Natural Language Processing and Knowledge Discovery Laboratory, Faculty of Information Technology, Ton Duc Thang University, Ho Chi Minh City, Vietnam.
Faculty of Information Technology, University of Science, Ho Chi Minh City, Vietnam.
Comput Intell Neurosci. 2022 Jun 3;2022:6856567. doi: 10.1155/2022/6856567. eCollection 2022.
Transformer neural models with multihead attentions outperform all existing translation models. Nevertheless, some features of traditional statistical models, such as prior alignment between source and target words, prove useful in training the state-of-the-art Transformer models. It has been reported that lightweight prior alignment can effectively guide a head in the multihead cross-attention sublayer responsible for the alignment of Transformer models. In this work, we make a step further by applying heavyweight prior alignments to guide all heads. Specifically, we use the weight of 0.5 for the alignment cost added to the token cost in formulating the overall cost of training a Transformer model, where the alignment cost is defined as the deviation of the attention probability from the prior alignments. Moreover, we increase the role of prior alignment, computing the attention probability by averaging all heads of the multihead attention sublayer within the penultimate layer of Transformer model. Experimental results on an English-Vietnamese translation task show that our proposed approach helps train superior Transformer-based translation models. Our Transformer model (25.71) outperforms the baseline model (21.34) by the large 4.37 BLEU. Case studies by native speakers on some translation results validate the machine judgment. The results so far encourage the use of heavyweight prior alignments to improve Transformer-based translation models. This work contributes to the literature on the machine translation, especially, for unpopular language pairs. Since the proposal in this work is language-independent, it can be applied to different language pairs, including Slavic languages.

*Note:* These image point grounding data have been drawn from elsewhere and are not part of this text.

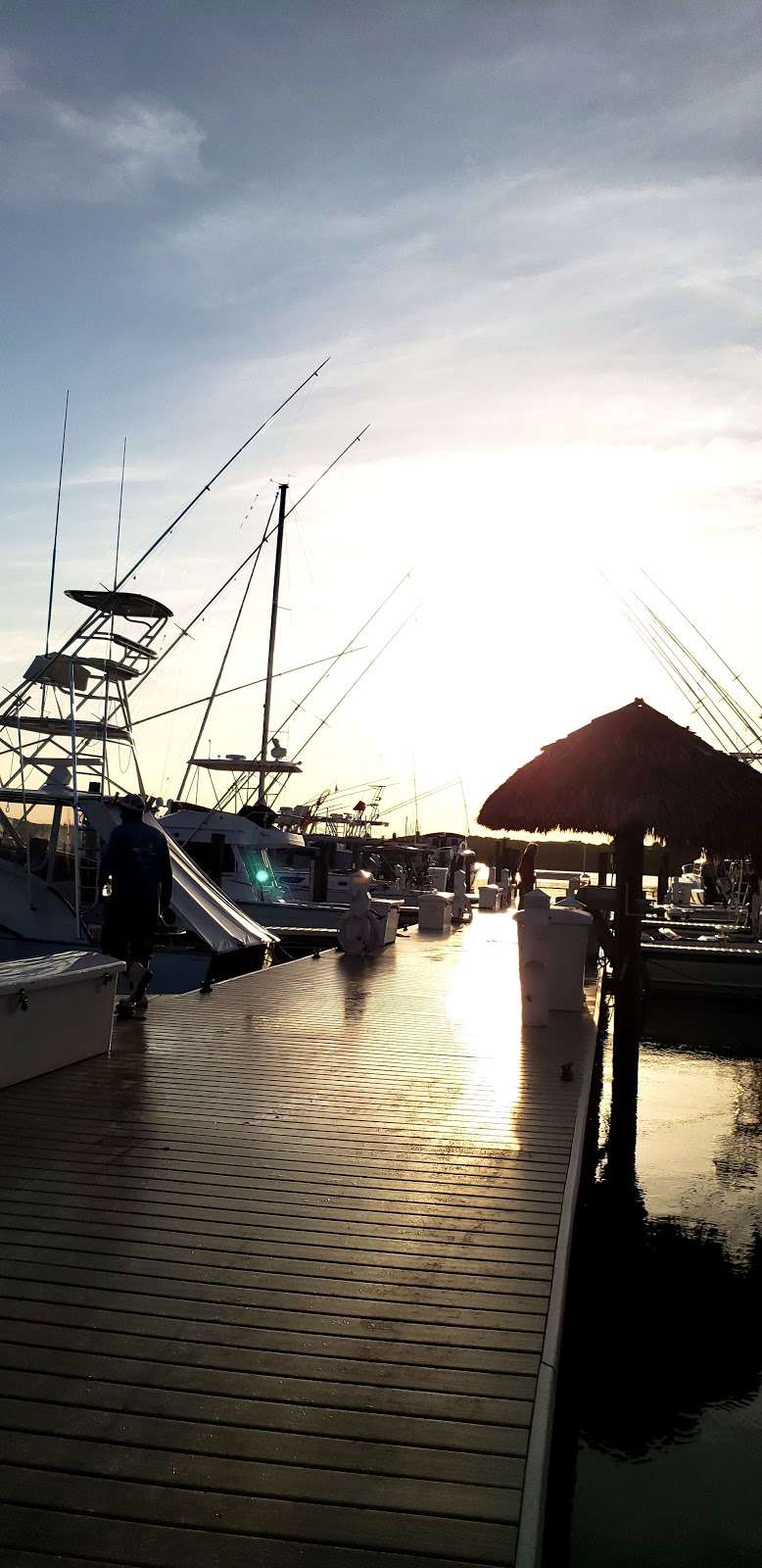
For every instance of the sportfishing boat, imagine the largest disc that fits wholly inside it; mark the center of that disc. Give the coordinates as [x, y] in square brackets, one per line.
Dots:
[67, 737]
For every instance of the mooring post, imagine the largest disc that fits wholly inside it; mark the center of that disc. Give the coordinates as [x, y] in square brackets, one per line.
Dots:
[628, 996]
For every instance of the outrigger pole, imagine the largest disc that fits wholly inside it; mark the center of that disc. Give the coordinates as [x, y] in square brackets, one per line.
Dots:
[232, 789]
[55, 529]
[247, 559]
[99, 615]
[349, 690]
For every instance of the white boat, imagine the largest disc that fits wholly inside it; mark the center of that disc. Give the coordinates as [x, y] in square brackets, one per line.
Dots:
[707, 966]
[59, 809]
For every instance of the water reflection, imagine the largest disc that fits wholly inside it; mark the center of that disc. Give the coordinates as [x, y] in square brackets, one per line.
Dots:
[665, 1325]
[485, 1016]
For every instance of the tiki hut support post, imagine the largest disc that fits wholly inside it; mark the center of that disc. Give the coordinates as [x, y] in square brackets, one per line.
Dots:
[527, 872]
[628, 992]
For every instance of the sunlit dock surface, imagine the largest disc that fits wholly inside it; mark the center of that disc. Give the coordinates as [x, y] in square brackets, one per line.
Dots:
[279, 1274]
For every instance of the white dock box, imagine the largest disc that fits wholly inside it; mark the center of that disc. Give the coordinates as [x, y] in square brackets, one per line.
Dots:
[388, 914]
[435, 911]
[54, 1010]
[568, 949]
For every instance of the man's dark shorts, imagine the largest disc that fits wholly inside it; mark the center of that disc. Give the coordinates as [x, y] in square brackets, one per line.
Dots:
[129, 930]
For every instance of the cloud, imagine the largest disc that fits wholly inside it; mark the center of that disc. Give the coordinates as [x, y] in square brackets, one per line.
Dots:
[59, 151]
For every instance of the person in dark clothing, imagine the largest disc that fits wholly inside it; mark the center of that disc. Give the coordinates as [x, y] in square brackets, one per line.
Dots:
[137, 862]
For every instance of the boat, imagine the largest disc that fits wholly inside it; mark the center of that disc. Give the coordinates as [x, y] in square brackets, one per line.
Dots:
[59, 807]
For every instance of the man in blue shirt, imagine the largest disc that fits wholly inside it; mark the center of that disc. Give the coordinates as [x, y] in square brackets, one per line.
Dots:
[137, 862]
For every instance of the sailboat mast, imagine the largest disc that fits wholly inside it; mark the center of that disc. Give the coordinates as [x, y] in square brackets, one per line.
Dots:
[273, 627]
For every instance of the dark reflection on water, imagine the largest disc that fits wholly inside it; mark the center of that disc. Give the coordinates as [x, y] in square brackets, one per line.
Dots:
[663, 1353]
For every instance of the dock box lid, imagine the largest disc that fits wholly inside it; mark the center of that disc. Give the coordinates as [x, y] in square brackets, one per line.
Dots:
[38, 974]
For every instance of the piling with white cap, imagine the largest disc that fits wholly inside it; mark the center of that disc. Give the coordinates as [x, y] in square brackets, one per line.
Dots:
[534, 925]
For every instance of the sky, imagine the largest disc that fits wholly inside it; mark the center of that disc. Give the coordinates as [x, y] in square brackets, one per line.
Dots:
[529, 239]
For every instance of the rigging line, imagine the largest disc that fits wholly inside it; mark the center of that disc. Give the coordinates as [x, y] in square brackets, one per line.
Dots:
[55, 529]
[408, 618]
[223, 663]
[99, 616]
[647, 639]
[104, 765]
[701, 703]
[678, 678]
[702, 639]
[234, 574]
[247, 686]
[208, 486]
[119, 517]
[691, 674]
[730, 702]
[345, 650]
[424, 794]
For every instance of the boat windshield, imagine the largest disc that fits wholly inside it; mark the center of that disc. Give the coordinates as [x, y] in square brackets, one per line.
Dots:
[261, 874]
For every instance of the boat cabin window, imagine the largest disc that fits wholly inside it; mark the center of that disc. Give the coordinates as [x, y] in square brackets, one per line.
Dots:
[259, 870]
[206, 858]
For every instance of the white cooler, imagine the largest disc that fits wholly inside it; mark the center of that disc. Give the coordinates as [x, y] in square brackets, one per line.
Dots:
[435, 911]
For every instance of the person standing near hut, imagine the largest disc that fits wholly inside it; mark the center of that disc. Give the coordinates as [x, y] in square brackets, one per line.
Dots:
[709, 878]
[137, 864]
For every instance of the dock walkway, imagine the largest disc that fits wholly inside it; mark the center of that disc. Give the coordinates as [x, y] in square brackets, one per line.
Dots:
[278, 1275]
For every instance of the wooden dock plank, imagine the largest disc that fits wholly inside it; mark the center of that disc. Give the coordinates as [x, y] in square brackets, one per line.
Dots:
[276, 1275]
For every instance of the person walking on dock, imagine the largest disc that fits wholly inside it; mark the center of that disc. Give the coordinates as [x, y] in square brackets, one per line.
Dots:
[137, 862]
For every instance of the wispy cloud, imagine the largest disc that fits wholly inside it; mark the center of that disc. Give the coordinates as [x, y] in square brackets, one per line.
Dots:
[59, 151]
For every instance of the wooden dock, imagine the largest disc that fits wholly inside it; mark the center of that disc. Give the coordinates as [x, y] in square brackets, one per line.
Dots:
[282, 1278]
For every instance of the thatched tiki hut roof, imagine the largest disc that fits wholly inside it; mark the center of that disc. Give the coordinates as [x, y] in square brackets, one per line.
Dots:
[634, 768]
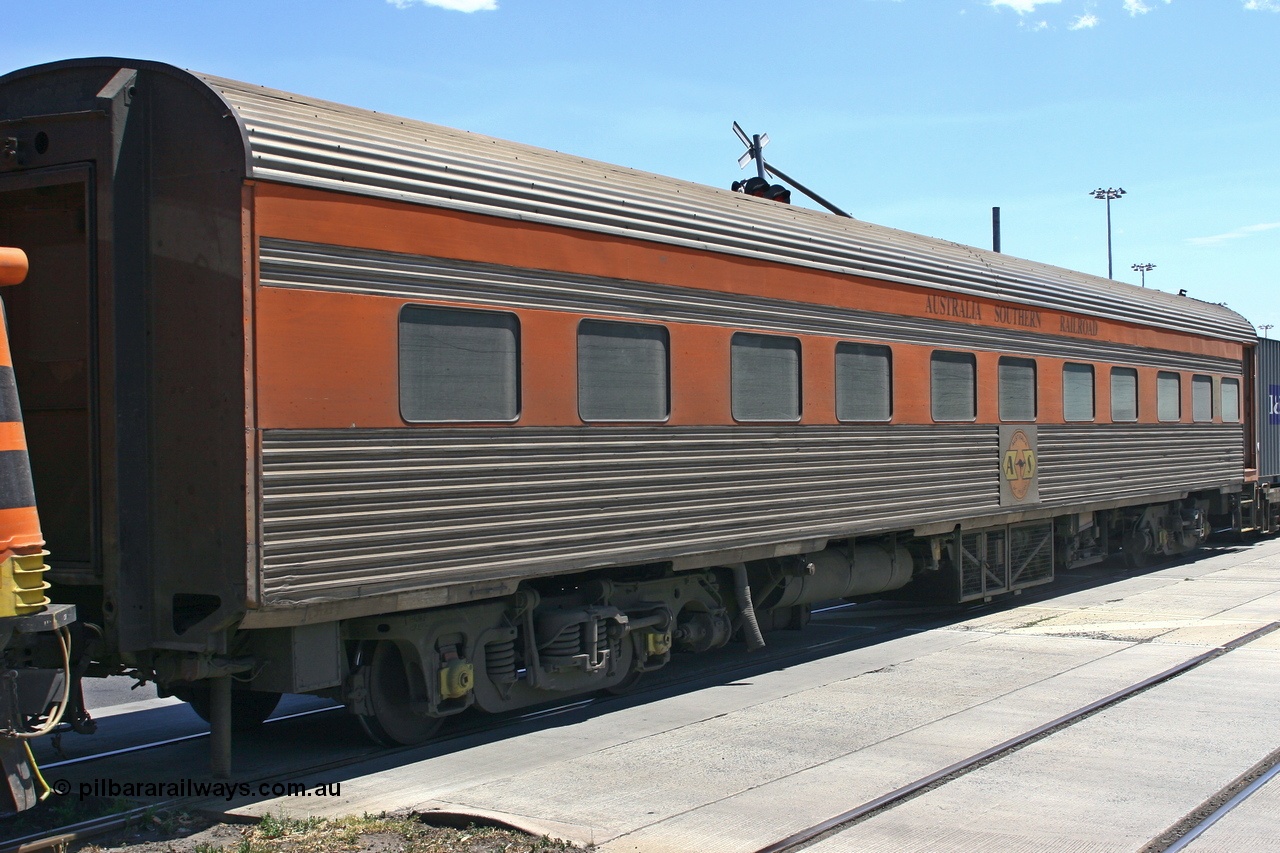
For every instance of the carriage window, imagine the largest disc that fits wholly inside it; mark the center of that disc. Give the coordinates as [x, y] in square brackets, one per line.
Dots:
[766, 377]
[457, 365]
[1016, 389]
[622, 372]
[954, 386]
[1202, 398]
[864, 386]
[1124, 393]
[1077, 392]
[1230, 401]
[1169, 396]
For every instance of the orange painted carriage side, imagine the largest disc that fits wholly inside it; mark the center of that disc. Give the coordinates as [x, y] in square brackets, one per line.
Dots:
[321, 217]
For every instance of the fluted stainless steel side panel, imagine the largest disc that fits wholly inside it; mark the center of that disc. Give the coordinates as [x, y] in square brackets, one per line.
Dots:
[316, 144]
[351, 270]
[1112, 461]
[352, 512]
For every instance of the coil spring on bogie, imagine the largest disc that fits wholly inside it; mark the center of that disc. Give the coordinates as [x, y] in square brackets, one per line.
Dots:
[501, 661]
[567, 643]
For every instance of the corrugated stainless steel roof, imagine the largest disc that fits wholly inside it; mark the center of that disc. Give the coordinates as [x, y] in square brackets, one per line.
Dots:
[316, 144]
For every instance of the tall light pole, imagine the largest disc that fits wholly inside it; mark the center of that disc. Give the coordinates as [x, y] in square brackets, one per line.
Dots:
[1107, 195]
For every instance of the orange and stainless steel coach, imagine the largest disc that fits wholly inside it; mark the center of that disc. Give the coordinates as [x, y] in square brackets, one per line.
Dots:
[323, 400]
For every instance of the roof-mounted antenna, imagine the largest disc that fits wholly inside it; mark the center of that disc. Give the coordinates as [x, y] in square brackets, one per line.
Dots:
[755, 151]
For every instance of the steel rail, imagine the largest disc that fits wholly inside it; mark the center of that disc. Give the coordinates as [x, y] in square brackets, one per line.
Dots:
[899, 620]
[1225, 808]
[896, 797]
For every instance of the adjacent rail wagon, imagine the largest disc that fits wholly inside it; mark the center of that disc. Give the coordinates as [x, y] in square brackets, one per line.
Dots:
[338, 402]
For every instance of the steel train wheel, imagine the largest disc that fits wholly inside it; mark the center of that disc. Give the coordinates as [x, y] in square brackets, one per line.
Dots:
[393, 721]
[250, 708]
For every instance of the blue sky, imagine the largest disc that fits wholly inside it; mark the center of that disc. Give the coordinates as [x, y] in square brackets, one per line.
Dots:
[919, 114]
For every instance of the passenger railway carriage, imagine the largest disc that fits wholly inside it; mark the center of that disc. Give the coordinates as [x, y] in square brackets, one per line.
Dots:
[332, 401]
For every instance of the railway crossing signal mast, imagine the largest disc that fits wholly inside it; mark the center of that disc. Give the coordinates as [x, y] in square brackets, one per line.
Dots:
[759, 186]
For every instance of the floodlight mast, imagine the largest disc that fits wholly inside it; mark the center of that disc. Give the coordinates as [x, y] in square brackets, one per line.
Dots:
[755, 151]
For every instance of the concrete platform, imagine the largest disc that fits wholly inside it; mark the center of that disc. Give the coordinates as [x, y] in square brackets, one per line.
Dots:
[739, 765]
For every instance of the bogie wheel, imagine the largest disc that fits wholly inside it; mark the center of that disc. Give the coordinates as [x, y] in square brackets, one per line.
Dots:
[250, 708]
[393, 721]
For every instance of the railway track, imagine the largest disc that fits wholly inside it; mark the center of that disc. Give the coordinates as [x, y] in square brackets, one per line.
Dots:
[832, 638]
[835, 825]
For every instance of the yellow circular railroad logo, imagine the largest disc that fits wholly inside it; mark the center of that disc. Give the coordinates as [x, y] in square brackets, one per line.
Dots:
[1019, 465]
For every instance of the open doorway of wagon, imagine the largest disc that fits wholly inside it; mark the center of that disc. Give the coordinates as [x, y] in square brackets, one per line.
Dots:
[50, 324]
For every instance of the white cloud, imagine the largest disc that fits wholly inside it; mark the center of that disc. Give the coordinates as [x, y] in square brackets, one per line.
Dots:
[453, 5]
[1027, 7]
[1247, 231]
[1142, 7]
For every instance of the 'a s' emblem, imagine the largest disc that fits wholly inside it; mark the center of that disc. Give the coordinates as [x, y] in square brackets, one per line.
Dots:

具有多头注意力的 Transformer 神经模型优于所有现有的翻译模型。然而,传统统计模型的一些特征,如源词和目标词之间的先验对齐,在训练最先进的 Transformer 模型时被证明是有用的。据报道,轻量级的先验对齐可以有效地指导多头交叉注意力子层中的一个头,负责 Transformer 模型的对齐。在这项工作中,我们更进一步,应用重量级的先验对齐来指导所有的头。具体来说,我们在制定 Transformer 模型训练的总成本时,将添加到令牌成本中的对齐成本的权重设置为 0.5,其中对齐成本定义为注意力概率与先验对齐的偏差。此外,我们增加了先验对齐的作用,通过在 Transformer 模型的倒数第二层中对多头注意力子层的所有头进行平均来计算注意力概率。在英越翻译任务上的实验结果表明,我们提出的方法有助于训练更好的基于 Transformer 的翻译模型。我们的 Transformer 模型(25.71)比基线模型(21.34)高出 4.37 个 BLEU。以母语为英语的人对一些翻译结果的案例研究验证了机器的判断。到目前为止的结果鼓励使用重量级的先验对齐来改进基于 Transformer 的翻译模型。这项工作对机器翻译的文献做出了贡献,特别是对于不受欢迎的语言对。由于这项工作的建议是与语言无关的,因此它可以应用于不同的语言对,包括斯拉夫语言。